Теперь о мухах. Их обыкновенные осенние виды отошли положенным чередом, в свой срок, задержавшись в теплом помещении разве что на недельку подольше, чем снаружи.

И я полагал, что, поскольку в неповрежденной природе все чрезвычайно скрупулезно подогнано и соответствует одно другому, вместе с сезонным исчезновением пищи обязаны и ее потребители вымирать тоже или погружаться в спячку, сроки и методы которой запрограммированы, конечно, генетически и не могут зависеть от каких-либо случайностей. Дудки! Мои пауки запросто опровергли эти школьные представления.

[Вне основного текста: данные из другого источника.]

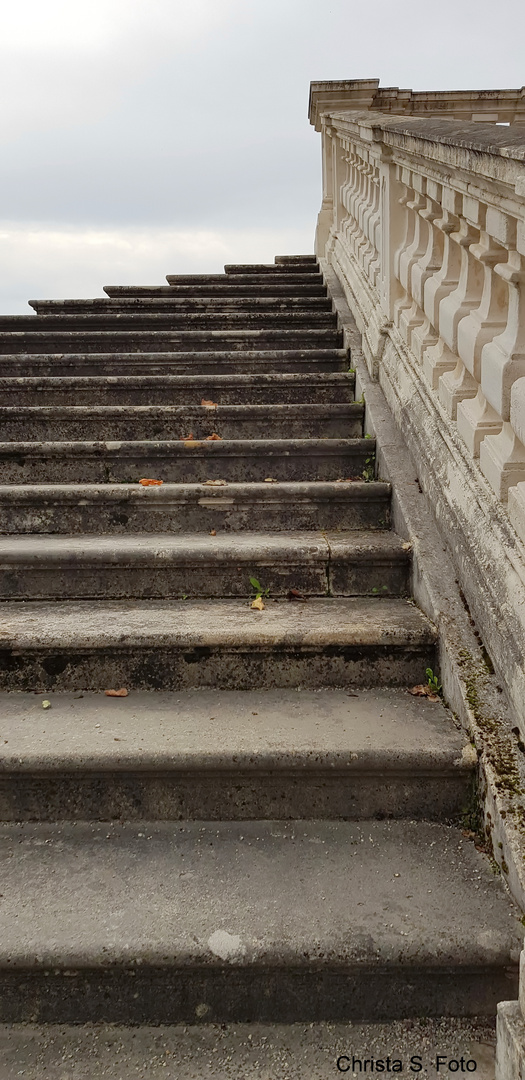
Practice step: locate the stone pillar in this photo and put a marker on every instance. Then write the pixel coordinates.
(510, 1047)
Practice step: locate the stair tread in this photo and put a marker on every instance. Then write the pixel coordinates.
(320, 622)
(201, 548)
(379, 730)
(341, 895)
(237, 1051)
(287, 409)
(237, 379)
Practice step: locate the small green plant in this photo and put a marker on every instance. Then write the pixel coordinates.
(259, 590)
(432, 682)
(368, 471)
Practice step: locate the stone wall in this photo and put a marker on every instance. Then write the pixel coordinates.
(422, 220)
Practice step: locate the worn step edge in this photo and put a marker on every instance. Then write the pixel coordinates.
(226, 287)
(243, 1050)
(219, 755)
(115, 508)
(297, 950)
(199, 565)
(176, 304)
(180, 645)
(166, 321)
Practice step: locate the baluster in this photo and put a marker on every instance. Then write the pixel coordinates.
(455, 386)
(438, 359)
(408, 257)
(516, 493)
(475, 417)
(423, 335)
(502, 362)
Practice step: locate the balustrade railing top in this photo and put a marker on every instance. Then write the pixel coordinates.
(423, 216)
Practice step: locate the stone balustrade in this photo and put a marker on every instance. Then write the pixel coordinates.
(425, 216)
(422, 220)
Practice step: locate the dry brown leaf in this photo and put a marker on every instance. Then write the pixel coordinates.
(423, 691)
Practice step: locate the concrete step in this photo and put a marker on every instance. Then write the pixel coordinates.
(163, 340)
(191, 461)
(219, 755)
(293, 259)
(225, 286)
(175, 645)
(171, 565)
(270, 277)
(205, 364)
(178, 508)
(265, 389)
(64, 422)
(244, 921)
(150, 322)
(272, 268)
(185, 305)
(244, 1051)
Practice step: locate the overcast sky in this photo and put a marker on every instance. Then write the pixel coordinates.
(145, 137)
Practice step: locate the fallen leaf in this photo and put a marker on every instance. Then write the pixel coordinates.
(423, 691)
(294, 594)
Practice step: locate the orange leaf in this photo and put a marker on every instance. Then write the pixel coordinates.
(294, 594)
(423, 691)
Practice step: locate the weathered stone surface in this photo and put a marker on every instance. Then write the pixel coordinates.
(65, 422)
(220, 565)
(190, 461)
(238, 1052)
(231, 755)
(303, 927)
(237, 389)
(179, 508)
(182, 644)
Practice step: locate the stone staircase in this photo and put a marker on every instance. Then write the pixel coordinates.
(268, 827)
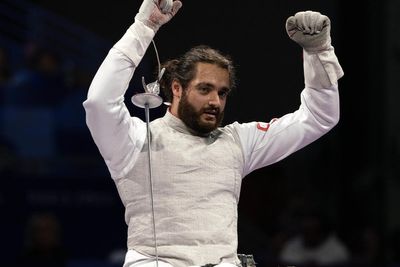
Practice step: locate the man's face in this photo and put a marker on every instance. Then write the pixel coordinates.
(202, 104)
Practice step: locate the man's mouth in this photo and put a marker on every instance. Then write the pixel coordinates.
(211, 113)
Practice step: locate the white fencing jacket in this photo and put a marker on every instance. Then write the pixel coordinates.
(196, 180)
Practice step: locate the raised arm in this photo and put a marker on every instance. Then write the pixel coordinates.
(267, 143)
(118, 136)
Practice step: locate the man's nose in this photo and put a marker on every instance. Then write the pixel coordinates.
(214, 99)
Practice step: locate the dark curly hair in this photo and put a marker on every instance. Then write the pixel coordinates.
(183, 69)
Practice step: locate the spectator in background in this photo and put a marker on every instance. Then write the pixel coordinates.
(43, 246)
(315, 244)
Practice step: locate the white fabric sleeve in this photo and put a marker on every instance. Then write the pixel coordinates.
(266, 143)
(118, 136)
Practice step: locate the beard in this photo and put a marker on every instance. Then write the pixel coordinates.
(192, 118)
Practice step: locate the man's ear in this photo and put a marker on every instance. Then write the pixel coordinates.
(176, 89)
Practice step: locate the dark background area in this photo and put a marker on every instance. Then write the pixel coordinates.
(50, 165)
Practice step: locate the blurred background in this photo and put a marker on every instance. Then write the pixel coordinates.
(334, 203)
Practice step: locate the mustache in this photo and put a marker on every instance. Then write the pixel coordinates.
(212, 110)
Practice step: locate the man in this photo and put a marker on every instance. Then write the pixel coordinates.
(197, 166)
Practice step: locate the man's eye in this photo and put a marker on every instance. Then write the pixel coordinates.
(204, 89)
(223, 93)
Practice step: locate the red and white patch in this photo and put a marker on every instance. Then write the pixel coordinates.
(263, 126)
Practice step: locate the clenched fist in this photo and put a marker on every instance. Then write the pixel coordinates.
(311, 30)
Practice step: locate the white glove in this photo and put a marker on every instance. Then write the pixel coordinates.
(155, 13)
(310, 29)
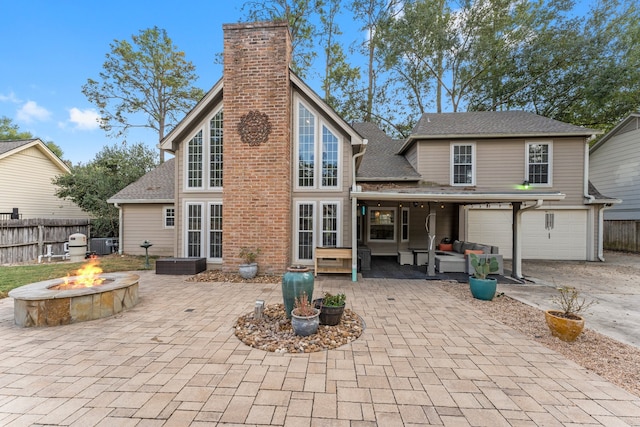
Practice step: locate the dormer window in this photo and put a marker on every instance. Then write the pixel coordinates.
(463, 164)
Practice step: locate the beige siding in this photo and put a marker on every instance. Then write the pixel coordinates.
(26, 184)
(146, 222)
(500, 165)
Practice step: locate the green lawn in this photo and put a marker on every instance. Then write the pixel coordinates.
(13, 277)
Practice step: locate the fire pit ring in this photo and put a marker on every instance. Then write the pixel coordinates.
(38, 305)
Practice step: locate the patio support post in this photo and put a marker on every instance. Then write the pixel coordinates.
(354, 239)
(516, 260)
(431, 226)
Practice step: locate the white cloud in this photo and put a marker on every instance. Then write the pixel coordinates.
(10, 97)
(84, 119)
(31, 112)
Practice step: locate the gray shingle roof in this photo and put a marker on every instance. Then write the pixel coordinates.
(155, 186)
(381, 161)
(6, 146)
(493, 123)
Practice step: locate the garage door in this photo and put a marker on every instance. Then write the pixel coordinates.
(546, 234)
(560, 234)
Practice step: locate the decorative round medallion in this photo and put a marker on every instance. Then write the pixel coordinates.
(254, 128)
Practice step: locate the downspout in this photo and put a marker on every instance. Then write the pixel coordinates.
(516, 262)
(354, 213)
(120, 245)
(591, 199)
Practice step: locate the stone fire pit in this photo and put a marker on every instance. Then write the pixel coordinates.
(39, 305)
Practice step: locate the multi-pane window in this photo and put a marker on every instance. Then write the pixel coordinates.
(462, 164)
(203, 162)
(329, 224)
(169, 217)
(405, 225)
(318, 152)
(306, 147)
(194, 161)
(382, 224)
(538, 163)
(194, 230)
(305, 231)
(215, 150)
(215, 230)
(329, 158)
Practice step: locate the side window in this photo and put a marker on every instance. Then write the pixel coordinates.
(462, 164)
(169, 214)
(538, 163)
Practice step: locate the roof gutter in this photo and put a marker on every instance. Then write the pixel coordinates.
(354, 159)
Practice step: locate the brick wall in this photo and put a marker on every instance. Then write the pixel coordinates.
(257, 179)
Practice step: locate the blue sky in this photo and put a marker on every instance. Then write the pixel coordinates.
(49, 48)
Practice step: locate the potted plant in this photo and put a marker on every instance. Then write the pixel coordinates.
(249, 268)
(566, 323)
(331, 308)
(304, 316)
(481, 286)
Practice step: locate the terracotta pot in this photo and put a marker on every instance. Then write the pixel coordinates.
(565, 329)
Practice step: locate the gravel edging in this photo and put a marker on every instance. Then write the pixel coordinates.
(614, 361)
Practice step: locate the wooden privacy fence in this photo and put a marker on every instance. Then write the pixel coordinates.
(622, 235)
(22, 240)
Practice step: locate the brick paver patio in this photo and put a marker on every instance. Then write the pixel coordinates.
(424, 359)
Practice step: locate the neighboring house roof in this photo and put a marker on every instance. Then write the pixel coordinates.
(630, 123)
(491, 124)
(156, 186)
(381, 161)
(11, 147)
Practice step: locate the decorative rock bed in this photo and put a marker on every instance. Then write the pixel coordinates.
(274, 332)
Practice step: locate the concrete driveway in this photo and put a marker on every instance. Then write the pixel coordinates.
(614, 284)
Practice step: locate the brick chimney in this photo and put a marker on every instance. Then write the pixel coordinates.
(257, 144)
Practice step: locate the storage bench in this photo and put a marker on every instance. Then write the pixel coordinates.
(191, 265)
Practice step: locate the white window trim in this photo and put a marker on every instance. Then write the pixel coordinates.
(206, 156)
(164, 217)
(408, 211)
(319, 123)
(317, 224)
(208, 231)
(185, 231)
(526, 162)
(395, 223)
(296, 239)
(204, 231)
(473, 163)
(338, 204)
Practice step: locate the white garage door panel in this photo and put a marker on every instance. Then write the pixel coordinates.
(491, 227)
(567, 239)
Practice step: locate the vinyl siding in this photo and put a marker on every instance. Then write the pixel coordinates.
(613, 169)
(26, 184)
(146, 222)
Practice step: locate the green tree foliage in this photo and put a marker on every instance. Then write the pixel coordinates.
(10, 131)
(149, 76)
(340, 78)
(90, 185)
(297, 13)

Если они и несли в себе биологическую мудрость миллионов предыдущих паучьих поколений, то обходились с ней на удивление вольно. Дело в том, что всю осень в доме был забит мусоропровод. Как-то не вывезли вовремя мусор из сборника в подвале, дворник не сразу догадался опечатать люки, жильцы быстренько завалили трубу аж по седьмой этаж – и в результате она оказалась закупорена не где-нибудь в одном месте, а по всей своей длине. Теперь дворнику пришлось пробивать в ней отверстия на каждом этаже и тыкать туда гнутым ломом в надежде что-нибудь проткнуть и разом обрушить колонну. Не выходило – и только жмых, выдавленный из дыр мусорным столбом, таскала вниз по лестнице в целлофановом мешке дворникова дочка.

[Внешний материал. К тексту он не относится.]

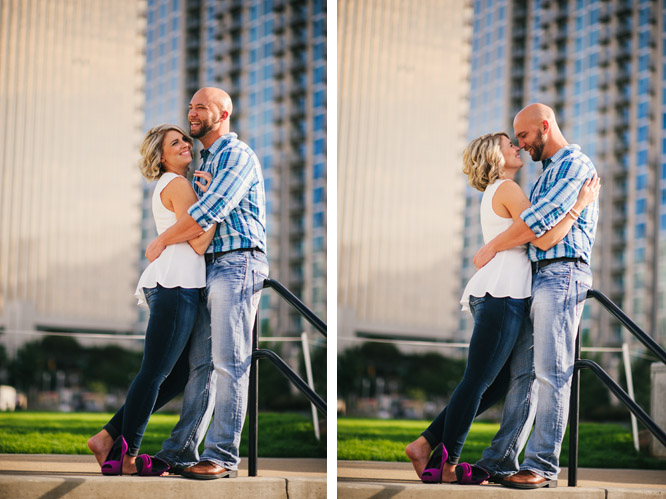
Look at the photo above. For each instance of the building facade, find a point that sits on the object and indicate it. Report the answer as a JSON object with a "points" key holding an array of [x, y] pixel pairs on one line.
{"points": [[402, 88], [270, 56], [600, 66], [71, 113]]}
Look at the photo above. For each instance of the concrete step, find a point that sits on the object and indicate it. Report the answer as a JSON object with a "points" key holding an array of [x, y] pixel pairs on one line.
{"points": [[378, 480], [31, 476]]}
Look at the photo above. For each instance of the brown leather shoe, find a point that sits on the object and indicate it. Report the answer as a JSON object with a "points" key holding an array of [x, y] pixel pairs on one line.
{"points": [[206, 470], [526, 479]]}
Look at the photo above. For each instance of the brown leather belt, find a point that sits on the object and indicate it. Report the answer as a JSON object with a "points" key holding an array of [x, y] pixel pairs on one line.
{"points": [[542, 263], [211, 257]]}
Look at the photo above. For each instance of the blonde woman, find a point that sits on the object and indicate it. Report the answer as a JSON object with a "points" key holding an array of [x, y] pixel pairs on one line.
{"points": [[497, 296], [169, 287]]}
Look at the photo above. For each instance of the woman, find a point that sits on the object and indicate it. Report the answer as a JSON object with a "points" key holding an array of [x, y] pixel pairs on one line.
{"points": [[497, 296], [170, 288]]}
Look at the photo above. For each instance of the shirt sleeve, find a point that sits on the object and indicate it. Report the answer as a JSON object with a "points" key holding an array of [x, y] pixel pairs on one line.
{"points": [[231, 183], [558, 198]]}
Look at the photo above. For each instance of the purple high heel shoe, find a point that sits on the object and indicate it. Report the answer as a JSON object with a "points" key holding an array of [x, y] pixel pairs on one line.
{"points": [[433, 470], [469, 474], [113, 464], [151, 466]]}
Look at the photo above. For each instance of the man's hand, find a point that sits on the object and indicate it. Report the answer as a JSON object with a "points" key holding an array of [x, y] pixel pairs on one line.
{"points": [[483, 256], [154, 249]]}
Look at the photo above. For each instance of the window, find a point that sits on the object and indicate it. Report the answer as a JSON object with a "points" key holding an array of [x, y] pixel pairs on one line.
{"points": [[640, 231], [318, 195], [641, 205], [318, 220]]}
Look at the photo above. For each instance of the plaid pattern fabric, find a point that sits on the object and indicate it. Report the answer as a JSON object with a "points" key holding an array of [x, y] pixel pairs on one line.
{"points": [[236, 199], [553, 195]]}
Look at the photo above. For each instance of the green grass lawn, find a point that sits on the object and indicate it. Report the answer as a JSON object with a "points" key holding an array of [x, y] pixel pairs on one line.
{"points": [[280, 434], [600, 445]]}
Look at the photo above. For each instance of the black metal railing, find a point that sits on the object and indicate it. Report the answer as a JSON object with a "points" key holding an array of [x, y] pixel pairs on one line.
{"points": [[288, 372], [574, 410]]}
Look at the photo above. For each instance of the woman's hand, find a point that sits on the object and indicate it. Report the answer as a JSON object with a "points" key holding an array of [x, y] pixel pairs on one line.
{"points": [[589, 192], [204, 175]]}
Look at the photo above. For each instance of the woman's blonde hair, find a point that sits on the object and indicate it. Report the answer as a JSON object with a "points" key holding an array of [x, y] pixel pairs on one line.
{"points": [[151, 150], [483, 161]]}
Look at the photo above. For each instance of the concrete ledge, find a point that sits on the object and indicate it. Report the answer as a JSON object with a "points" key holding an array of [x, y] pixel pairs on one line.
{"points": [[420, 491], [635, 494], [25, 476], [306, 488], [390, 480], [23, 487]]}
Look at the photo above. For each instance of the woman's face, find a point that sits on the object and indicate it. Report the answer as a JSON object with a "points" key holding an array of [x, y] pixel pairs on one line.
{"points": [[511, 153], [176, 153]]}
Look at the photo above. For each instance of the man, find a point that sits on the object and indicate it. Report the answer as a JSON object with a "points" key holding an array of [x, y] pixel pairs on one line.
{"points": [[236, 267], [560, 280]]}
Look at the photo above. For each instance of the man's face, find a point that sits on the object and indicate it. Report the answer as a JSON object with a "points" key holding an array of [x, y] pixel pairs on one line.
{"points": [[203, 117], [531, 140]]}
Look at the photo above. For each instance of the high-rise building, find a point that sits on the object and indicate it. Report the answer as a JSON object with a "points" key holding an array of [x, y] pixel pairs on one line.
{"points": [[270, 56], [402, 88], [600, 66], [71, 113]]}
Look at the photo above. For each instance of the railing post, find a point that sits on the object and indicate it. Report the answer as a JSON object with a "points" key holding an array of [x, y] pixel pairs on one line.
{"points": [[574, 416], [253, 402]]}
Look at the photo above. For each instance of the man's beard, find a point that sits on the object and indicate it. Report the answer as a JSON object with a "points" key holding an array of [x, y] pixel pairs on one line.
{"points": [[206, 126], [536, 149]]}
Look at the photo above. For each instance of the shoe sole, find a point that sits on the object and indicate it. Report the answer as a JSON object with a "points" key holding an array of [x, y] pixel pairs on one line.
{"points": [[547, 484], [198, 476]]}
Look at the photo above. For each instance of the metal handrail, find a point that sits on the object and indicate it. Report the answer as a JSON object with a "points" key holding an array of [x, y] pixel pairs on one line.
{"points": [[574, 406], [288, 372], [291, 298]]}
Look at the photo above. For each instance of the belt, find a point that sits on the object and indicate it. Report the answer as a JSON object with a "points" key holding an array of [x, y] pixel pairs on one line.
{"points": [[542, 263], [211, 257]]}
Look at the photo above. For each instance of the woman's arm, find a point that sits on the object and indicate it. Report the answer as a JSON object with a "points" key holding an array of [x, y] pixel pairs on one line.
{"points": [[588, 193], [178, 196]]}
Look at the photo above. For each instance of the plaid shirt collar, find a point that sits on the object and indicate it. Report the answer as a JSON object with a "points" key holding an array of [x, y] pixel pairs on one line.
{"points": [[217, 146]]}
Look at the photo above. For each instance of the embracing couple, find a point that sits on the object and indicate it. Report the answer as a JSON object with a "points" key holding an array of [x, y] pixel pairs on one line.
{"points": [[202, 288], [526, 303]]}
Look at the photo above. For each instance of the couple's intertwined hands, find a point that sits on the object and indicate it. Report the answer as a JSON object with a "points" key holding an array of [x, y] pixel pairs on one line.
{"points": [[204, 175]]}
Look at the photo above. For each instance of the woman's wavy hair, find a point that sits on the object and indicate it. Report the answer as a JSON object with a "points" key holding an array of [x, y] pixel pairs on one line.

Сперва воняло еще умеренно. Но процесс разложения там, внутри, развивался и давал об этом знать. Ближе к зиме, рассчитывая, видно, таким путем несколько исправить положение, в домоуправлении постановили лестничные клетки не отапливать. Словно в насмешку именно с наступлением холодов мусоропровод испустил из себя рои миниатюрных дрозофил, мгновенно заселивших квартиры. Эти вертлявые мушки, совершенно равнодушные к человеческим еде и поту, досаждавшие только случайным попаданием в глаз, заставили пауков начисто отринуть предписанный природой режим.

Не знаю, на что они так польстились: наблюдая, я приходил к выводу, что только по большой глупости можно было отказаться от положенного безмятежного сна ради того, чтобы так вот, очертя голову, носиться по паутинам (если, конечно, сном было то, от чего они убегали). Дело-то они имели теперь уже не с отъевшимися тяжеловесками, полусонными, летевшими со шмелиной перевалкой прямо в сети, когда лишняя масса мешала верно вычислить траекторию, – и в каждой было достаточно протеина, чтобы обеспечить удачливому охотнику несколько дней блаженных неподвижности и бездействия. Теперь все изменилось: труд стал изнурителен, а результат ничтожен. Не до того сделалось обитателям углов, чтобы гордо обозревать дали с высот своего положения: ради самого скудного пропитания они плели нынче повсюду, используя любой мало-мальски пригодный промежуток. Но и запутавшись в какой-нибудь из этих тенет, нынешние проворные жертвы частенько умудрялись, посредством энергичных вращательных движений вокруг двух осей сразу, освободиться прежде, чем ошалелый паук успевал ссыпаться по соединительной между сетями нитке, или спланировать, стравливая нить из себя, или, наоборот, подтянуться, наматывая ее поперек туловища. И только мой сосед-новичок сохранял монашеское безразличие и угодий не расширял, довольствуясь по-прежнему единственной компактной паутинкой в рискованной близости от моей головы.